There is no fee to list or buy a dress, nor any commission made on any sale. Ethnic Thread does not play any role in the logistics and the transactions. For all the product-related queries, the app has a chat interface through which people can connect directly and get answers.

“Women are smart enough to handle their transactions,” she told India-West. “I am giving it more of a social network approach where I am connecting people directly so that they can chat with each other, because a lot of times people want to touch and feel the product before they buy.”

Disappointments are minimized since all photos that are uploaded are real, she added.

Through Ethnic Thread’s hashtag #RealPeopleRealModels movement for self-acceptance, users are encouraged to post their personal style, embracing their own body shape and size, as opposed to catalog or magazine pictures. It uses a social network interface where users can follow, like, and comment through a thread of images.

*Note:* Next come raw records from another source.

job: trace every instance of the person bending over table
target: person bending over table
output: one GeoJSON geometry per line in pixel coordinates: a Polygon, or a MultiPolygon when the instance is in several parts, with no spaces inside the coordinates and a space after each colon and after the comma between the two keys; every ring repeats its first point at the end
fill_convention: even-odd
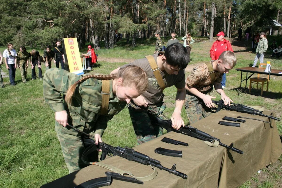
{"type": "MultiPolygon", "coordinates": [[[[163,134],[163,129],[158,126],[152,125],[146,107],[149,105],[158,111],[158,116],[162,118],[162,113],[166,109],[166,104],[163,102],[164,96],[163,91],[165,87],[173,85],[177,89],[175,97],[175,107],[171,116],[173,127],[179,129],[184,126],[184,122],[181,117],[181,109],[185,99],[185,75],[184,69],[189,62],[188,52],[183,45],[179,43],[168,47],[164,52],[157,52],[152,56],[137,59],[129,65],[137,65],[143,68],[148,75],[149,85],[146,91],[141,95],[133,99],[129,105],[130,118],[136,135],[138,144],[153,140],[163,134]],[[150,61],[157,67],[154,68],[159,74],[159,79],[156,78],[152,70],[150,61]],[[160,81],[163,84],[161,88],[160,81]]],[[[112,72],[114,73],[124,65],[112,72]]]]}
{"type": "Polygon", "coordinates": [[[233,102],[225,94],[221,82],[224,73],[227,73],[236,65],[234,53],[224,51],[216,60],[201,64],[193,68],[186,79],[185,108],[191,125],[210,114],[210,109],[214,108],[210,95],[213,89],[221,96],[225,105],[233,102]],[[214,71],[213,72],[214,70],[214,71]]]}
{"type": "Polygon", "coordinates": [[[70,173],[86,166],[81,158],[85,148],[80,134],[64,127],[71,125],[92,135],[97,144],[102,141],[108,121],[146,90],[147,79],[143,69],[133,65],[107,75],[78,76],[57,68],[46,71],[44,98],[55,112],[55,130],[70,173]],[[103,85],[109,87],[109,95],[105,95],[109,98],[108,108],[102,107],[106,104],[102,102],[103,85]]]}

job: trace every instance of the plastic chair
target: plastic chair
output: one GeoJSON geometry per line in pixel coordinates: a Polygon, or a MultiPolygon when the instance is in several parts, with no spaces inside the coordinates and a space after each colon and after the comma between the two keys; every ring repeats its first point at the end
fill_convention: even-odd
{"type": "MultiPolygon", "coordinates": [[[[263,63],[259,63],[259,68],[260,68],[265,69],[266,67],[266,64],[263,63]],[[265,66],[266,67],[263,67],[264,66],[265,66]]],[[[256,78],[251,78],[250,79],[250,88],[249,89],[249,93],[251,92],[251,87],[252,86],[252,84],[257,84],[257,91],[258,89],[259,85],[261,85],[261,96],[263,95],[263,85],[266,83],[266,92],[267,93],[268,91],[268,79],[269,79],[269,76],[267,76],[267,78],[262,78],[259,77],[259,74],[257,74],[257,77],[256,78]]]]}

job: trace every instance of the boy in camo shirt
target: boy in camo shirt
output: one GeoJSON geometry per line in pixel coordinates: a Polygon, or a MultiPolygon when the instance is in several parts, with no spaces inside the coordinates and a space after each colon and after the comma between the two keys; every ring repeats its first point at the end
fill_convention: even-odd
{"type": "MultiPolygon", "coordinates": [[[[225,105],[230,106],[230,102],[233,101],[221,87],[222,75],[235,66],[236,61],[234,53],[228,51],[222,52],[217,60],[210,61],[214,73],[213,85],[225,105]]],[[[209,95],[213,89],[211,76],[213,74],[210,73],[207,65],[203,63],[193,68],[186,79],[185,108],[190,124],[209,115],[210,108],[215,107],[211,99],[215,97],[209,95]]]]}

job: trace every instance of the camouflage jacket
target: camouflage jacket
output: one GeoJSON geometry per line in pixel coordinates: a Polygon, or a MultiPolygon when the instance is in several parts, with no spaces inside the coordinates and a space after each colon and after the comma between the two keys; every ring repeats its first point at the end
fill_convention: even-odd
{"type": "Polygon", "coordinates": [[[46,70],[43,82],[44,98],[54,112],[67,111],[69,125],[74,126],[80,125],[81,127],[87,123],[96,130],[95,134],[102,136],[108,121],[123,109],[126,103],[119,100],[114,95],[112,80],[108,114],[100,114],[102,81],[89,78],[77,87],[72,98],[72,105],[67,105],[64,98],[68,89],[83,76],[85,75],[78,76],[57,68],[46,70]]]}
{"type": "Polygon", "coordinates": [[[156,41],[156,51],[160,52],[162,51],[162,41],[159,37],[157,38],[157,40],[156,41]]]}
{"type": "Polygon", "coordinates": [[[29,54],[26,51],[24,52],[20,51],[18,52],[17,55],[17,57],[19,59],[20,63],[27,62],[29,57],[29,54]]]}
{"type": "Polygon", "coordinates": [[[257,49],[255,50],[255,53],[258,52],[260,54],[262,54],[266,52],[267,50],[268,46],[267,44],[267,39],[265,38],[261,39],[259,40],[257,49]]]}
{"type": "Polygon", "coordinates": [[[48,58],[48,59],[49,60],[50,57],[53,57],[54,58],[55,57],[55,52],[54,52],[54,51],[52,50],[50,50],[50,52],[48,52],[46,50],[44,50],[43,51],[43,52],[44,52],[43,54],[43,57],[44,57],[44,58],[46,58],[47,57],[48,58]]]}

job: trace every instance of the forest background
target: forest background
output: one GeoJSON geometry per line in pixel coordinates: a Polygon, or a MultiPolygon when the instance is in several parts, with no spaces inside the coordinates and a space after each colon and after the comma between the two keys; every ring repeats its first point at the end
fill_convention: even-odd
{"type": "Polygon", "coordinates": [[[12,42],[16,49],[22,45],[43,49],[74,37],[80,49],[91,41],[98,49],[102,41],[112,48],[118,33],[134,47],[137,38],[154,36],[157,31],[165,38],[172,31],[178,37],[209,34],[211,41],[222,31],[226,37],[236,36],[240,26],[243,32],[249,26],[252,33],[266,31],[273,19],[282,19],[278,0],[1,1],[0,45],[12,42]]]}

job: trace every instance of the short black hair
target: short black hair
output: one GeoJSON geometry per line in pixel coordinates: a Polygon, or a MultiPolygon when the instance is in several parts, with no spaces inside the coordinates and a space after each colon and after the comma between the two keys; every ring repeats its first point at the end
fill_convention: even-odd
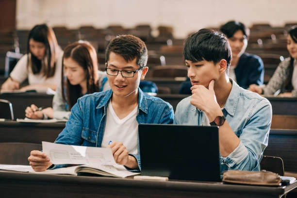
{"type": "Polygon", "coordinates": [[[247,38],[249,36],[249,29],[245,25],[237,21],[230,21],[223,25],[220,31],[224,33],[228,38],[231,38],[234,33],[241,30],[247,38]]]}
{"type": "Polygon", "coordinates": [[[290,30],[289,30],[288,33],[293,41],[297,43],[297,25],[291,27],[290,28],[290,30]]]}
{"type": "Polygon", "coordinates": [[[121,35],[109,42],[105,52],[105,62],[113,52],[120,55],[127,62],[136,58],[136,64],[140,67],[146,66],[148,63],[148,49],[145,43],[139,38],[132,35],[121,35]]]}
{"type": "Polygon", "coordinates": [[[183,48],[183,58],[193,62],[205,60],[216,64],[222,59],[227,62],[227,73],[232,58],[228,39],[222,33],[202,29],[188,37],[183,48]]]}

“Because it’s like a social network, people take their own photos, mostly from cell phones, which are more realistic that what happens online where there are photo shopped models with zero figures and great backdrops,” Raje explained.

The location-based app, which differentiates itself by allowing buyers to search for dresses within their current city, has been downloaded in countries like the U.K., Canada, Fiji and Malaysia along with India and the U.S.

“I am trying to build a community so that community itself will become my asset,” Raje elaborated. “I am not trying to make money out of the products, but focus more on the people aspect of it. Once I have a good presence on the app, it’s pretty much going to work similar to Facebook or Twitter.”

In addition to the app, a physical platform for fashion and talent exchange is also being offered through meetups currently held on a monthly basis in Delhi, Pune and Mumbai.

Raje said about 2,000 people are currently using the services of this primarily women-run startup.

“I plan to reach about 25,000 to 50,000 users by the end of the year,” Raje told India-West. “My vision is to create a trusted global community of talented desi women to grow their network and net worth through this social networking platform.”